You know what Hirschman's arguments remind me of? The mud and algae covering the pearl. I made this analogy months ago during my Major Depressive Episode. For me, all the stuff covering the pearl were the stories I had told myself about who I should be, and all the stories other people had told me about who I should be. I based way too many decisions on what would be best for The World, and not what would be best for my soul. Hirschman wants to add to that? She really wants me to go out and start teaching again so I can spend the best hours of my day wrangling other people's children? (Probably not. Teaching is probably one of those wimpy helping-profession jobs that women need to start shying away from.)And, incidentally, I know a lot of women who make their decisions this way. I am not sure it is always for the best.

When are people going to start writing high-profile books about what men should be doing with their lives?

(I know, I know. Only their wives would read them. Men aren't obsessed with self-improvement like we are.)

Letting go of self-improvement was a huge step toward recovering my health this year. So was letting go of the expectations of my family, my old boyfriends (they do haunt me), radical moms, and the image of a groovy, savvy, political, artistic, devoted mother that I held up as my ideal. I flushed it all. And then I was able to do what my soul wanted.

That's pretty good women's lib. And yet, that rejection letter. I can hear the shriveled black spot in my heart saying, "Get back in the kitchen."

But you know, that rejection letter means something very important: I made contact with the world. And that is more than I could say about myself over the last five years of pregnancy, birthing and breastfeeding. So I've posted it on my wall, which I hear a lot of writers do, because it shows that I've made a step.

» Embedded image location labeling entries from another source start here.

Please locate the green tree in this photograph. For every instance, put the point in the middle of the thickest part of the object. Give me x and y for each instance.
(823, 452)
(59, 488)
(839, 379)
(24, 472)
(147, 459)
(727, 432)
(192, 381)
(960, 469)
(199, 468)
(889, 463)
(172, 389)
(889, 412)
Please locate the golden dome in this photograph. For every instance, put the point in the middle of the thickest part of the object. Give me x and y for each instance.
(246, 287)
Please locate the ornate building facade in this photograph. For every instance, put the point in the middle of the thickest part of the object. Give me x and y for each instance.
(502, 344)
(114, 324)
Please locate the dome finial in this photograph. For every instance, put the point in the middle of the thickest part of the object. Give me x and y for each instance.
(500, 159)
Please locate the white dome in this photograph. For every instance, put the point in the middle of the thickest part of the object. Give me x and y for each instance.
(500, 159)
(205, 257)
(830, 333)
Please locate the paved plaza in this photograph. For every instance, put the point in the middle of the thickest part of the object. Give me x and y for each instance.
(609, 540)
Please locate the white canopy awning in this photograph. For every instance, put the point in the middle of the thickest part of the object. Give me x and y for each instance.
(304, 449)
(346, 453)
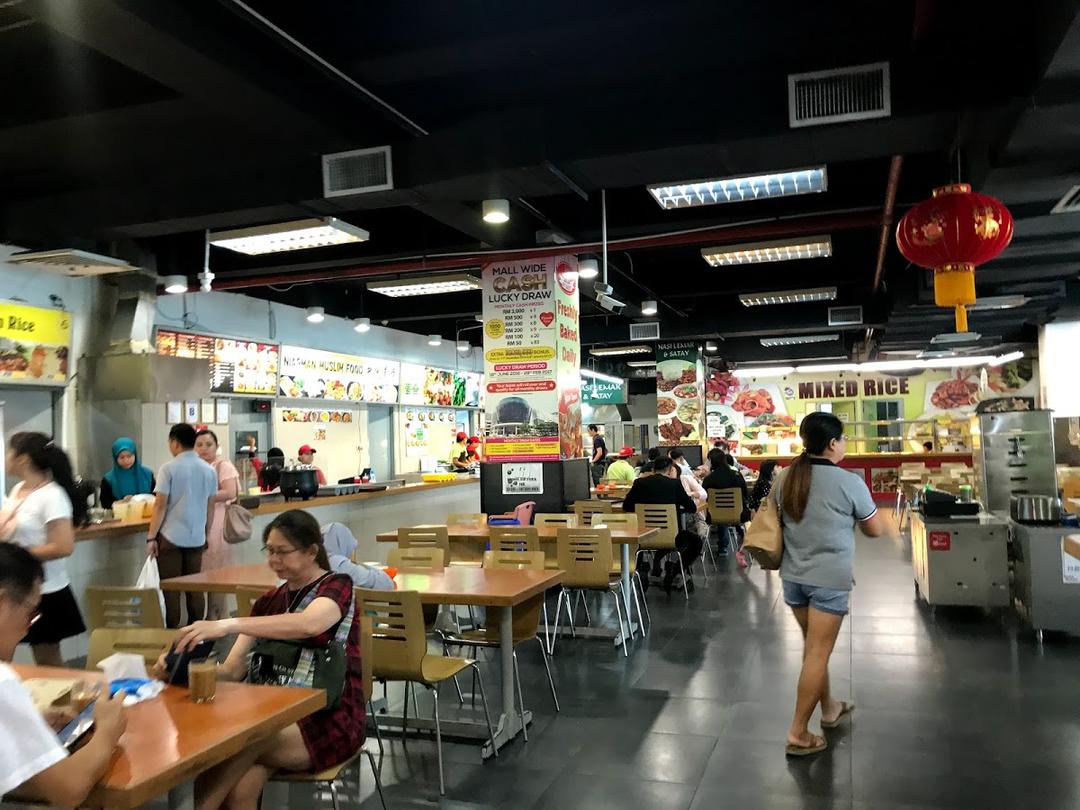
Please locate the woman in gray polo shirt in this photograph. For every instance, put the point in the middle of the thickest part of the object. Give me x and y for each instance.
(820, 504)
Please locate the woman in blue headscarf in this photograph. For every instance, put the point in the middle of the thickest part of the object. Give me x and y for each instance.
(127, 476)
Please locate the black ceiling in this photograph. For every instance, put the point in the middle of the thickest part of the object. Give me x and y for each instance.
(134, 125)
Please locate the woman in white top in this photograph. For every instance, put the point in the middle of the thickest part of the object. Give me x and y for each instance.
(40, 515)
(218, 553)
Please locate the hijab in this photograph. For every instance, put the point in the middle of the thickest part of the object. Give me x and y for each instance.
(136, 481)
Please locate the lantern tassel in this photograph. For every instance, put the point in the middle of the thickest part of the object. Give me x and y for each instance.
(961, 318)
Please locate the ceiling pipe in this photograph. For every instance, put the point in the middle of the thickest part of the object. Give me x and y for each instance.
(716, 234)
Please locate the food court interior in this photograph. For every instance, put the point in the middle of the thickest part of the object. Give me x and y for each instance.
(437, 244)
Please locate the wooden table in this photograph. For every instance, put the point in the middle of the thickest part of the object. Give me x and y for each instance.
(170, 740)
(453, 585)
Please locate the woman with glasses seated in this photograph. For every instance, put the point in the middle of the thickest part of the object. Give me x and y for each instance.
(309, 608)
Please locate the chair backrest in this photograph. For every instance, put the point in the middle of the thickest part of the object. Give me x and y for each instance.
(514, 538)
(427, 558)
(725, 505)
(123, 607)
(584, 555)
(467, 518)
(417, 537)
(146, 642)
(399, 643)
(663, 518)
(584, 509)
(246, 598)
(563, 520)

A batch of cookies right now would just be false comfort.

3 comments:

Anonymous said...

Hah!!! I baked a batch of cookies too, from scratch which I can say I cannot remember when I did that last! I had a good laugh when L was looking in the fridge for the cookie dough...no bright yellow wrapping this time! I must say homade cookie dough is da bomb!! It was a good bonding experience. I must say I now look at my friend who have immaculate houses a little differently!

Anonymous said...

I appreciate your comments about feeling pressure from everyone on whether you should work, or stay at home and who can be the most perfect house-wife.

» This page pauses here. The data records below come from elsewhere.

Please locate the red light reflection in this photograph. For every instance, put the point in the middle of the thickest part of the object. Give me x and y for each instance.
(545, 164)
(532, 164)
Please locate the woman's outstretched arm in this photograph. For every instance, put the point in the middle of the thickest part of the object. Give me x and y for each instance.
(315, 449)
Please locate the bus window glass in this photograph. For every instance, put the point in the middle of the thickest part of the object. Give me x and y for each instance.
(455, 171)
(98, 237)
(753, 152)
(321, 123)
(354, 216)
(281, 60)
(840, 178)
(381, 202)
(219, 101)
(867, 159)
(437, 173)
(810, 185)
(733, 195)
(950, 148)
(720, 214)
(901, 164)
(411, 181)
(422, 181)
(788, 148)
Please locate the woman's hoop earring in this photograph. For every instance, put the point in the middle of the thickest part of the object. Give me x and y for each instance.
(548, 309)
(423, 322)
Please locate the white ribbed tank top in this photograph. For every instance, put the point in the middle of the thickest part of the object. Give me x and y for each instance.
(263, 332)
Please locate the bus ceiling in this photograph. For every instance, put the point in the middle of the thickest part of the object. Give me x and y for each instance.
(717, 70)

I don't know if I know how to listen to my soul - it's too hard to listen with all the conflicting messages, external and internal.

I have ultimately come to the conclusion there is no perefect answer and there are trade-offs with everything and that one must weigh their priorities.

I still don't understand why husbands/Dads, for the most part, don't struggle as much as we do as Mothers. Are they programmed to be the Hunters and we've been socialized that the main value we bring in the world is mothering? Is it genetic or socialized?

susie said...

Of course, listening to one's soul is not something we have much practice with! There are so many distractions. There always have been, and there always will be, so fuck it all and tune in to your heart.

For more about this, check out the writing of Pema Chodron.